Ibish’s Argument for a Two-State Solution
- People are rightly skeptical about an end to occupation, but Ibish sees no other alternative, nothing else will end the conflict but a two-state solution. There is not going to be military victory for either side, ethnic cleansing is off the table, so a two-state solution is the only peaceful option.
- Absent a two-state solution, the conflict will become increasingly violent, religious and unable to be negotiated, as is clear from a survey of the conflict’s history from the first intifada to the second intifada to what might come next. It will become defined by “bearded men fighting over the will of God,” and God’s will is difficult to negotiate.
- The rise of the Israeli religious right is not fully appreciated in U.S. as is the rise of religion/Hamas in Palestinian society, but it poses some similar challenges.
- Some Israelis sometimes maintain a potentially suicidal attitude that the status quo can be maintained through force of arms alone. Eventually, without an end to the occupation, the Palestinian cause could well become an Islamist cause, the Palestinian cause go away, and becomes Muslims vs. Jews over control of the holy places. Israelis, Americans, and Palestinians should all recognize that the nature of the conflict can change irreversibly in dangerous ways they do not anticipate.
- It is true that diplomacy is currently at an impasse, but there is the Palestinian State and Institution-Building program (introduced by Prime Minister of the Palestinian National Authority Salam Fayyad).
- Under this plan, which Ibish supports, Palestinians will unilaterally build the framework of an independent state, in spite of the occupation, with intentions to end it. In this way, a Palestinian state becomes a fait accompli, and is easier for Israelis to officially recognize. This is the Palestinian answer to settlements, since it creates new facts on the ground and changes the strategic equation. Israelis are both delighted and terrified by this plan. They increasingly trust Fayyad and many are in favor of a real, stable Palestinian state in the territories, but saying these things and then seeing them be put into practice (with all of their associated risks) are two different things. It should be noted however that Fayyad’s speech at Herzliya, in which he laid out his plan to build the institutions of a Palestinian state without Israeli permission/support, was applauded by most Israelis in attendance.

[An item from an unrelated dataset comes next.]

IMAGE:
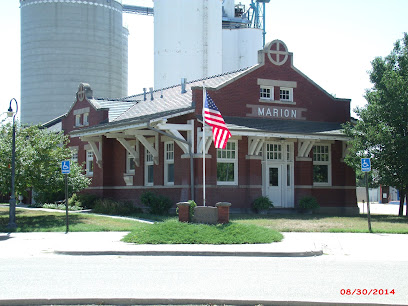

- The model for this plan is the new Palestinian security forces trained by General Dayton. Israelis originally didn’t like the idea, but couldn’t effectively block it because it was being backed by the United States. Most Israelis in the national security establishment have changed their mind over time, decided that having competent PA security forces to enforce law and order in the West Bank is actually a good thing. This process of Palestinians successfully using international support to create governing structures and Israeli fears being overcome by performance in practice can and should be replicated in sector after sector. Eventually Israel will have to choose between ceding more and more of the facets of sovereignty to the Palestinians in ever larger areas of the occupied territories, or crushing the plan and admitting to themselves and everybody else that they never intended to allow for an independent Palestinian state in the first place.